Coracina javensis

Written by on April 13, 2012 in Indonesia Bird with 0 Comments

Coracina javensis, Javan Cuckoo-shrike, Kepudangsungu Jawa

Coracina-javensis-02-800

The cuckoo-shrikes and allies in the Campephagidae family are small to medium-sized passerine bird species found in the subtropical and tropical Africa, Asia and Australasia. The roughly 85 species are found in eight (or nine) genera which comprise five distinct groups, the ‘true’ cuckoo-shrikes (Campephaga, Coracina, Lobotos, Pteropodocys and Campochaera) the trillers (Lalage), the minivets (Pericrocotus), the flycatcher-shrikes (Hemipus). The wood-shrikes (Tephrodornis) were often considered to be in this family but are probably closer to the helmetshrikes or bushshrikes.

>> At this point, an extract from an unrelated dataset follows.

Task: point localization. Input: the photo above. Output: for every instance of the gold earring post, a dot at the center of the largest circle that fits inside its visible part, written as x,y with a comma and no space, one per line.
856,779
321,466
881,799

Another genus, Chlamydochaera, which has one species, the Black-breasted Fruithunter was often placed in this family but has now been shown to be a thrush (Turdidae).
Cuckoo-shrikes are neither closely related to the cuckoos or shrikes, the name probably comes from the grey colour of many of the cuckoo-shrikes. Some of the species also bear a superficial resemblance to cuckoos, and have a similar undulating flight. The grey colouration has led to one of their other names, the greybird. In some parts of the world they have also been known as caterpillar-birds, a name derived from their diet. They are in fact thought by some to be closely related to the Old World orioles (Oriolidae), although they differ strongly in some morphological characteristics (such as skull morphology and the arrangements of feathers on the wing).

Description

Overall the cuckoo-shrikes are medium to small arboreal birds, generally long and slender. They are predominantly greyish with white and black, although the minivets are brightly coloured in red, yellow and black, and the Blue Cuckoo-shrike of central Africa is all-over glossy blue. The four cuckoo-shrikes in the genus Campephaga exhibit sexual dimorphism, with males that have glossy black plumage and bright red or yellow wattles, the females having more subdued olive-green plumage.The genus Coracina is not monophyletic.

Habitat

Of the 84 species of cuckoo-shrike, the majority are forest birds. Some species are restricted to primary forest, like the New Caledonian Cuckoo-shrike, others are able to use more disturbed forest. Around eleven species use much more open habitat, one Australian species, the Ground Cuckoo-shrike being found in open plains and scrubland with few trees.

Behaviour

The ‘true’ cuckoo-shrikes are usually found singly, in pairs, and in small family groups, whereas the minivets, flycatcher-shrikes and wood-shrikes more frequently form small flocks. There is a considerable amount of variation within the family as a whole with regards to calls, some call very infrequently and some, principally the minivets, are extremely vocal.

These are mainly insectivorous, and will take large hairy caterpillars. They have also been recorded eating small vertebrates, and some fruit, seeds and other plant matter. About four blotchy white, green or blue eggs are laid in a cup nest in a tree. Incubation is about two weeks.